Modus Operandi with Geena Littel
Modus Operandi is a regular series that peers into the methods and personalities of UO undergraduate scholars.
Geena Littel is a senior geophysics major conducting research in the Thomas Lab. Geena studies seismic waves that radiate from very small earthquake events at the Cascadia subduction zone to learn more about the behavior of attenuation, which is the dissipation of energy of the seismic wave as it travels. Attenuation is a key parameter of seismic hazard analysis and ground motion prediction for large earthquakes.
UROP caught up with Geena to learn more about her modus operandi.
Students get involved in research through a variety of ways. How did you get your start?
I started in undergraduate research my sophomore year. I was taking geology 201, the introductory geology class, with my current mentor Amanda Thomas. She communicated the many research opportunities in earth sciences to our class and encouraged me to get involved. I did not anticipate becoming involved in research in college at all, and it’s made a significant impact on my life and career goals.
What would you say is the greatest benefit of conducting research as an undergrad?
Doing research is so much different than a class project or assignment. It has really expanded my way of thinking, taught me problem solving skills, and the realities of what doing research is like. Research is exciting, challenging, and most of all, rewarding. It’s made me so much better at what I do, and from this experience I’ve learned skills and concepts crucial in graduate school, and honed in on what I would like to work on in the future.

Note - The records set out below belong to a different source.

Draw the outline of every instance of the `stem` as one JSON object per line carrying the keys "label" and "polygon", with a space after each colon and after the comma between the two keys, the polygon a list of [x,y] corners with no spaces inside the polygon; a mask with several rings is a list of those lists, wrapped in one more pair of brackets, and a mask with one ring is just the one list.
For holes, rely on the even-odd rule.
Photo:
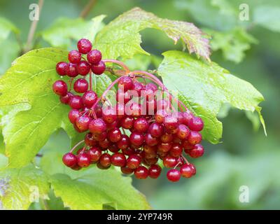
{"label": "stem", "polygon": [[88,3],[86,4],[85,8],[83,9],[80,14],[80,17],[82,18],[85,18],[87,17],[88,13],[90,13],[90,10],[92,9],[93,6],[95,5],[97,1],[96,0],[90,0]]}
{"label": "stem", "polygon": [[123,69],[125,69],[126,74],[129,74],[130,72],[130,69],[125,65],[125,63],[118,61],[118,60],[114,60],[114,59],[105,59],[102,60],[104,63],[106,62],[111,62],[111,63],[115,63],[120,66]]}
{"label": "stem", "polygon": [[92,91],[92,73],[90,73],[90,90]]}
{"label": "stem", "polygon": [[[41,9],[43,7],[43,0],[39,0],[38,2],[38,5],[39,7],[39,18],[40,18],[41,11]],[[25,53],[29,51],[32,48],[31,43],[33,41],[33,38],[34,37],[36,29],[37,28],[38,22],[38,20],[33,20],[31,24],[29,32],[28,34],[27,45],[26,45],[25,49],[24,50],[24,52],[25,52]]]}
{"label": "stem", "polygon": [[118,82],[118,80],[121,78],[122,77],[118,78],[116,80],[115,80],[112,83],[110,84],[110,85],[105,90],[105,91],[103,92],[102,95],[97,99],[97,101],[95,102],[94,104],[92,106],[92,108],[94,109],[95,106],[97,105],[97,104],[102,100],[103,98],[104,98],[105,95],[107,94],[108,91],[109,91],[114,85],[115,83]]}
{"label": "stem", "polygon": [[79,141],[78,143],[77,143],[70,150],[69,153],[72,153],[76,148],[77,148],[78,146],[80,146],[82,143],[85,142],[85,140],[82,140],[80,141]]}

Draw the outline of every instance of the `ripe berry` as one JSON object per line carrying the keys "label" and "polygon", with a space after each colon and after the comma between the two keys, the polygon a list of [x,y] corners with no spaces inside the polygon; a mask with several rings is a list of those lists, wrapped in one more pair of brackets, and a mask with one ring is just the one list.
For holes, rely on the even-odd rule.
{"label": "ripe berry", "polygon": [[78,75],[77,64],[69,63],[66,68],[66,75],[69,77],[76,77]]}
{"label": "ripe berry", "polygon": [[81,76],[86,76],[90,70],[90,64],[86,61],[80,61],[77,64],[77,71]]}
{"label": "ripe berry", "polygon": [[98,147],[92,147],[87,153],[90,158],[90,162],[96,162],[99,160],[102,151]]}
{"label": "ripe berry", "polygon": [[204,148],[200,144],[196,144],[192,149],[188,151],[188,154],[192,158],[197,158],[204,153]]}
{"label": "ripe berry", "polygon": [[133,127],[134,130],[137,132],[146,132],[149,127],[149,125],[148,120],[146,120],[146,118],[139,118],[135,120]]}
{"label": "ripe berry", "polygon": [[63,156],[62,161],[68,167],[73,167],[77,164],[77,158],[73,153],[68,153]]}
{"label": "ripe berry", "polygon": [[191,164],[184,164],[181,167],[180,172],[182,176],[190,178],[195,174],[195,168]]}
{"label": "ripe berry", "polygon": [[68,118],[72,124],[76,123],[76,119],[80,116],[80,112],[76,109],[71,109],[68,113]]}
{"label": "ripe berry", "polygon": [[77,110],[80,109],[83,106],[82,97],[78,95],[71,97],[69,104],[72,108]]}
{"label": "ripe berry", "polygon": [[62,104],[68,104],[68,103],[69,102],[69,99],[71,97],[73,97],[74,94],[73,93],[71,93],[71,92],[67,92],[67,94],[62,97],[60,96],[59,97],[59,100],[62,102]]}
{"label": "ripe berry", "polygon": [[88,90],[83,95],[83,103],[87,108],[91,108],[97,101],[97,94],[92,90]]}
{"label": "ripe berry", "polygon": [[90,164],[90,158],[85,153],[80,153],[77,155],[78,164],[80,167],[88,167]]}
{"label": "ripe berry", "polygon": [[159,165],[151,165],[149,169],[149,176],[154,179],[160,176],[162,168]]}
{"label": "ripe berry", "polygon": [[102,118],[97,118],[90,122],[88,128],[92,133],[101,134],[106,131],[106,125]]}
{"label": "ripe berry", "polygon": [[130,169],[136,169],[141,164],[141,158],[136,155],[131,155],[127,160],[127,167]]}
{"label": "ripe berry", "polygon": [[167,155],[163,160],[163,164],[165,167],[173,168],[177,164],[177,159],[171,155]]}
{"label": "ripe berry", "polygon": [[57,64],[56,70],[59,75],[65,76],[67,72],[68,63],[60,62]]}
{"label": "ripe berry", "polygon": [[190,130],[185,125],[179,125],[176,132],[176,136],[180,139],[186,139],[190,134]]}
{"label": "ripe berry", "polygon": [[74,83],[74,89],[76,92],[83,93],[88,90],[88,83],[85,79],[78,78]]}
{"label": "ripe berry", "polygon": [[167,176],[169,181],[177,182],[180,180],[181,173],[176,169],[172,169],[167,172]]}
{"label": "ripe berry", "polygon": [[58,80],[53,83],[52,90],[56,94],[64,97],[67,94],[67,84],[62,80]]}
{"label": "ripe berry", "polygon": [[132,169],[130,169],[130,168],[128,168],[126,167],[121,167],[120,170],[122,172],[122,174],[131,174],[134,172],[134,170]]}
{"label": "ripe berry", "polygon": [[94,49],[88,53],[87,58],[90,64],[98,64],[102,59],[102,54],[98,50]]}
{"label": "ripe berry", "polygon": [[111,142],[117,142],[120,140],[122,133],[120,130],[115,127],[108,132],[108,138]]}
{"label": "ripe berry", "polygon": [[202,139],[202,136],[200,132],[195,131],[191,131],[188,136],[188,141],[192,145],[195,145],[200,143]]}
{"label": "ripe berry", "polygon": [[102,118],[108,123],[112,123],[117,119],[115,110],[113,107],[108,107],[102,110]]}
{"label": "ripe berry", "polygon": [[82,55],[80,53],[76,50],[69,51],[68,53],[68,59],[70,62],[77,64],[80,62]]}
{"label": "ripe berry", "polygon": [[126,92],[132,90],[134,86],[132,78],[128,76],[122,76],[118,81],[118,88]]}
{"label": "ripe berry", "polygon": [[134,132],[130,134],[130,141],[134,146],[140,146],[144,142],[144,136],[140,132]]}
{"label": "ripe berry", "polygon": [[76,125],[80,132],[85,132],[88,130],[88,125],[91,119],[87,115],[82,115],[76,119]]}
{"label": "ripe berry", "polygon": [[88,54],[92,50],[92,45],[89,40],[82,38],[78,41],[77,47],[80,53]]}
{"label": "ripe berry", "polygon": [[188,121],[188,127],[192,131],[200,132],[203,129],[204,123],[202,118],[193,117]]}
{"label": "ripe berry", "polygon": [[111,155],[108,153],[104,153],[99,158],[99,163],[104,167],[108,167],[111,166]]}
{"label": "ripe berry", "polygon": [[154,122],[150,125],[148,132],[153,137],[160,137],[163,134],[163,126]]}
{"label": "ripe berry", "polygon": [[153,146],[158,145],[158,140],[157,138],[152,136],[150,133],[147,133],[145,135],[145,142],[147,145]]}
{"label": "ripe berry", "polygon": [[120,120],[120,125],[125,129],[131,129],[134,122],[134,118],[132,117],[124,117]]}
{"label": "ripe berry", "polygon": [[174,157],[178,157],[182,154],[183,148],[179,144],[174,144],[169,150],[169,154]]}
{"label": "ripe berry", "polygon": [[126,164],[126,158],[122,153],[116,153],[111,157],[112,164],[116,167],[125,167]]}
{"label": "ripe berry", "polygon": [[134,170],[134,176],[137,179],[146,179],[148,175],[148,171],[145,167],[139,167]]}
{"label": "ripe berry", "polygon": [[89,132],[85,136],[85,144],[88,146],[94,146],[97,142],[93,139],[92,134]]}
{"label": "ripe berry", "polygon": [[126,134],[122,134],[119,141],[117,142],[117,146],[121,150],[125,150],[130,146],[130,138]]}

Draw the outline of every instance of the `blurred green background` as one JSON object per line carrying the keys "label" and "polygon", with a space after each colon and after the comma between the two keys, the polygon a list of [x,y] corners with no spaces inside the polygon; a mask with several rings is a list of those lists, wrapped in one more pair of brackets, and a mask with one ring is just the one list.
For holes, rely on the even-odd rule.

I would encourage anyone considering graduate school to get involved in undergraduate research; you will be so much more prepared and ready to carry out different projects, tackle problems and gain a deeper understanding of what it is you would like to do.
Students are busy; do you use any apps or technology to help manage your time and productivity?

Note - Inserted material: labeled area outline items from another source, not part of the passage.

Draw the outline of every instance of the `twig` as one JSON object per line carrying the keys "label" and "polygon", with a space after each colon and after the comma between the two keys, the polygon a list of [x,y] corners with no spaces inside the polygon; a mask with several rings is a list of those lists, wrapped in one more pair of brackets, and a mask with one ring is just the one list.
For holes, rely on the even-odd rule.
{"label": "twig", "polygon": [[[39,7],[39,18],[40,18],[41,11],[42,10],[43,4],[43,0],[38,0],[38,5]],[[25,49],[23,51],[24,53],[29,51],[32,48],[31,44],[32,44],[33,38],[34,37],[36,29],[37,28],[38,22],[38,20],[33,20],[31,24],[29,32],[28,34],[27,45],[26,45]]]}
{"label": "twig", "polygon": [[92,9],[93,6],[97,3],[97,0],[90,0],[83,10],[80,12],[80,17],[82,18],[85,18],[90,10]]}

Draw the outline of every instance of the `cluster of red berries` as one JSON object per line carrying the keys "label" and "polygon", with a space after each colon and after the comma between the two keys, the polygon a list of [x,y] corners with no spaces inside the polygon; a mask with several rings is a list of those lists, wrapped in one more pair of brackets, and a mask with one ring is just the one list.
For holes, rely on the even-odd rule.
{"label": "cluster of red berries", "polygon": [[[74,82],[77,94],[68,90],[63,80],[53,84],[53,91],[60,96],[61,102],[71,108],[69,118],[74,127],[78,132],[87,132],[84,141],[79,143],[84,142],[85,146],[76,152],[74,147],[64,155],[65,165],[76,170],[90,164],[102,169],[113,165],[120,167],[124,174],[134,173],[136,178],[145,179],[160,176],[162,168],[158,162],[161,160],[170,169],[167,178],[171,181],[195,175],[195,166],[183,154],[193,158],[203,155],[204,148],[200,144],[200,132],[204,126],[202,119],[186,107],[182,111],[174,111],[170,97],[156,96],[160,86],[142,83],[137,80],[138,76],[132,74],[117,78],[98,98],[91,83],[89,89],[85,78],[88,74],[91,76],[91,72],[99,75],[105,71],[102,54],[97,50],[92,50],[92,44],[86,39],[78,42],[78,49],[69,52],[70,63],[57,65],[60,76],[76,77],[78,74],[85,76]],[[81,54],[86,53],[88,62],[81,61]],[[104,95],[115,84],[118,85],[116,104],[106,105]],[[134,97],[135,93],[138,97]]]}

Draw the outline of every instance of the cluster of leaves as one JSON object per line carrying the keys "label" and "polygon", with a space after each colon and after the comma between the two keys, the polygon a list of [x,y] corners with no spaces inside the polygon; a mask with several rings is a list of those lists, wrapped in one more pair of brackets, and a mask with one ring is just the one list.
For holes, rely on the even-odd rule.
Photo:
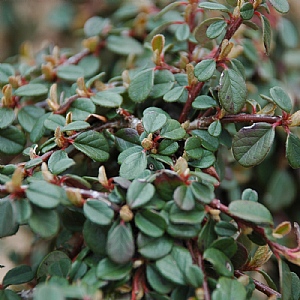
{"label": "cluster of leaves", "polygon": [[[284,261],[300,264],[298,225],[290,249],[278,239],[291,224],[274,228],[255,190],[217,198],[233,161],[260,164],[277,128],[300,167],[289,95],[278,81],[255,100],[249,88],[288,2],[161,2],[90,18],[77,54],[0,64],[0,236],[27,225],[53,241],[38,267],[6,274],[3,299],[27,282],[35,300],[299,299]],[[261,269],[272,254],[279,287]]]}

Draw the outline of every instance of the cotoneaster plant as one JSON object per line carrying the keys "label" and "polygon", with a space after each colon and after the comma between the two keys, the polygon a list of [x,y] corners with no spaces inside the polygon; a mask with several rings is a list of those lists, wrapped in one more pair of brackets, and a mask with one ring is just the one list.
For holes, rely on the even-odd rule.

Frankly, no, I’ve never used any calendar app or Siri. I usually just write things down on a piece of notebook paper.
What are the primary tools, equipment, and/or resources that you use in conducting research? What do they do?
I work solely on a computer- I write computer programs that view seismic waveforms, manipulate data, perform inversions, produce maps and figures. It’s a lot of data processing and analysis.
If you could do research in a different field, what would it be? Why?
If I could choose a different field of research, I would choose oceanography- the class I took on it was so fun, I’ve always found the ocean to be particularly interesting, and there are many things going on in the ocean to study.
What is your favorite place on campus?
The trees by Deady Hall!
What are you currently reading?
Seismology textbook. Last non-textbook I read was China in Ten Words, by Yu Hua (which I would highly recommend!).
Do you listen to music while you work? If so, what genre(s) and why?
Occasionally, however I usually find that after a few songs I am focused more on changing the song than my reading- so when I do, its usually more instrumental music.
How do you stay inspired and energized?
My professors inspire me- both through the material they teach and by seeing their enthusiasm for their work. Energized…. I do really like coffee. Also, I prefer to get up early and begin my day, which is when I am my most productive.
What is the best advice you’ve ever received?
That is a hard one… I can’t say I’ve received a single greatest piece of advice, however, the first one that comes to mind: Do not be the person that is holding yourself back! Having confidence in yourself will elicit others’ confidence in you.